Noël Minga

Personal information
- Full name: Noël Birindi Minga Tchibinda
- Date of birth: 12 July 1947
- Place of birth: Pointe-Noire, Congo, French Equatorial Africa
- Date of death: 25 April 2025 (aged 77)
- Place of death: Brazzaville, Congo–Brazzaville
- Position: Defensive midfielder

Youth career
- ???–1965: Gazelle Mombo

Senior career*
- Years: Team / Apps / (Gls)
- 1965–1971: Patronage Sainte-Anne
- 1972–1983: Inter Brazzaville
- Total:  / 77 / (7)

International career
- 1970–1975: Congo–Brazzaville / 21 / (3)
- 1972: United Africa / 3 / (0)

Managerial career
- 1992: Congo–Brazzaville
- 2001: Congo–Brazzaville
- 2010: US Oyem

Medal record
Men's football
Representing Congo
Africa Cup of Nations
| Winner | 1972 Cameroon |  |

= Noël Minga =

Congolese footballer (1947–2025)

Noël Birindi Minga Tchibinda (12 July 1947 – 25 April 2025) was a Congolese football player and manager. Nicknamed "Pépé", he played as a defensive midfielder for Inter Brazzaville on a club level. He is more well known for his international career as he represented the United Africa team for the Brazil Independence Cup as well as represent his home country of Congo–Brazzaville as a part of the winning squad of the 1972 African Cup of Nations.

==Club career==
Born on 12 July 1947 in Pointe-Noire, Minga got into football since he was a child and spent his youth career playing for local club Gazelle Mombo with his older brother Albert Minga.

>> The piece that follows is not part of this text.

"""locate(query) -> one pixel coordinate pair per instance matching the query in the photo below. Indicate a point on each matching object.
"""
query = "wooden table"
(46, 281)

His talents would soon make him discovered by Vita Club Mokanda who attempted to sign him for the club, but he ended up playing for Patronage Sainte-Anne where he was part of the winning squad for the 1968 Congo Ligue 1. He then played for Inter Brazzaville in 1972 and would continue until his retirement in 1983.

==International career==
Minga was more known for his international career as he began playing for his home country of Congo–Brazzaville in 1970. For the upcoming Brazil Independence Cup, Minga was a part of the 28-man squad for the United Africa team as he made three appearances and didn't score a single goal in the Group Stage. The exodus of his career came in the 1972 African Cup of Nations as he was a part of the 22-man squad of the tournament. He gained further prestige as during the semi-finals against hosts Cameroon by scoring the winning goal at 31 minutes and 43 seconds following a series of passes and plays by François M'Pelé and Gabriel Dengaki. This success continued into the 1974 African Cup of Nations where he scored a goal against Zaire in the Group Stage, narrowly losing to Zambia in the semi-finals. He made a total of 21 appearances and 3 goals in his five years of international football.

==Managerial career==
Minga returned in the international stage to represent Congo–Brazzaville on two occasions. His first tenure was overseeing the Les Diables Rouges for the 1992 African Cup of Nations following a 14-year drought from qualifying as the team would make the knockout stage but ended up losing to Ghana. His second tenure came in 2001 as an interim manager. He later worked in Gabon as manager for US Oyem in 2010.

==Death==
Minga died on 25 April 2025 in Brazzaville following several months of illness dating back to February. His funeral was later held on 13 May by his former club, Inter Brazzaville with the club's 1st vice president Jean-Marie Apébé finding inspiration from Minga's goal against Cameroon 53 years ago.